Elle fournit aussi un grand modèle de langage (Mistral Large) spécialisé sur la génération de texte et des modèles spécialisés capables de traiter des images ou générer du code.
- "Etoile filante" -
"C'est une étoile filante" qui est arrivée au moment où les investisseurs voulaient voir émerger un "OpenAI à la française", note Claude de Loupy, expert en intelligence artificielle appliquée aux langues.
Sa force a été de présenter dès ses débuts des modèles "d'excellente facture", ajoute-t-il.
L'entreprise a fait le pari de modèles en source ouverte (accès libre au code de programmation) à l'opposé de nombre de ses concurrents américains, comme OpenAI ou Anthropic, accusés d'être des boîtes noires.
Cela "permet à nos clients de déployer les solutions sur leur infrastructure, avec une gouvernance de la donnée qui est largement accrue par rapport à nos compétiteurs américains", détaille Arthur Mensch.
La jeune pousse s'est aussi fait connaître pour ses modèles de petite taille, qui se déploient sur des ordinateurs ou des smartphones, moins gourmands en énergie et donc moins coûteux que ses rivaux.
Elle a par ailleurs signé de nombreux partenariats de distribution avec Google, Microsoft, Amazon ou encore IBM pour rendre ses produits facilement accessibles.
Dans ses locaux flambant neufs à Paris - tables blanches, forêt d'écrans noirs et conduits d'air apparents au plafond -, Mistral accueille une centaine d'employés mais souhaite s'agrandir.
La start-up, qui n'est pas rentable, met en effet l'accent sur son développement en France et à l'étranger. Elle dispose ainsi d'un bureau au Royaume-Uni et vient d'ouvrir une antenne aux Etats-Unis (à Palo Alto en Californie) et à Singapour.
"L'intelligence artificielle générative est une révolution qui va affecter le monde entier et toutes les régions du monde prennent conscience à des vitesses plus ou moins grandes qu'il faut s'y mettre et le faire avec une certaine indépendance vis-à-vis des acteurs américains", soutient Arthur Mensch.
- Besoins en capitaux -
Mais développer ces modèles d'intelligence artificielle demande des capitaux importants.
En termes de capacités de financement, Mistral "affronte des géants comme Google, Meta, Microsoft, Amazon" et il est compliqué "de lutter à armes égales", analyse Claude de Loupy.

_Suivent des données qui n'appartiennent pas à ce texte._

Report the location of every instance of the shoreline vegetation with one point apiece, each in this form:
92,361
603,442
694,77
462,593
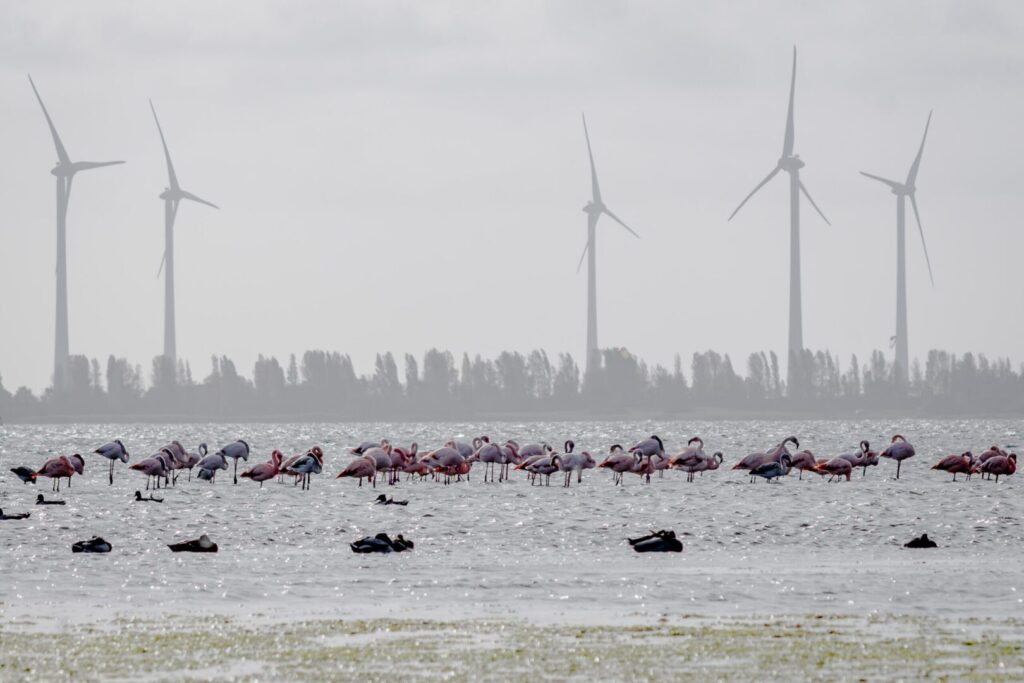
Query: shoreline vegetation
797,647
324,386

L'entreprise d'intelligence artificielle (IA) d'Elon Musk, xAI, a conclu récemment un nouveau tour de table de 6 milliards de dollars tandis qu'OpenAI, soutenu notamment par Microsoft, a lui levé 6,6 milliards de dollars.
Malgré le fort soutien politique dont bénéficie Mistral, qualifié de "génie français" par le président Emmanuel Macron, pourra-t-il rester dans la course mondiale à l'IA dans la durée ? Et à quel prix ?
Face à l'ampleur des besoins financiers de cette activité, l'autre pépite européenne d'IA générative, la start-up allemande Aleph Alpha, a dû jeter l'éponge en septembre, arrêtant le développement de grands modèles de langage pour se recentrer sur des activités de conseil aux entreprises.
"Les besoins en capitaux ne vont certainement pas se réduire", reconnaît Arthur Mensch mais "on a de la demande en permanence aujourd'hui".
"Il faut que le marché (européen) s'unisse et se responsabilise devant le fait qu'il faut soutenir la technologie européenne", affirme-t-il, ajoutant: "C'est utile à long terme, et puis même à court terme, de travailler avec des acteurs locaux".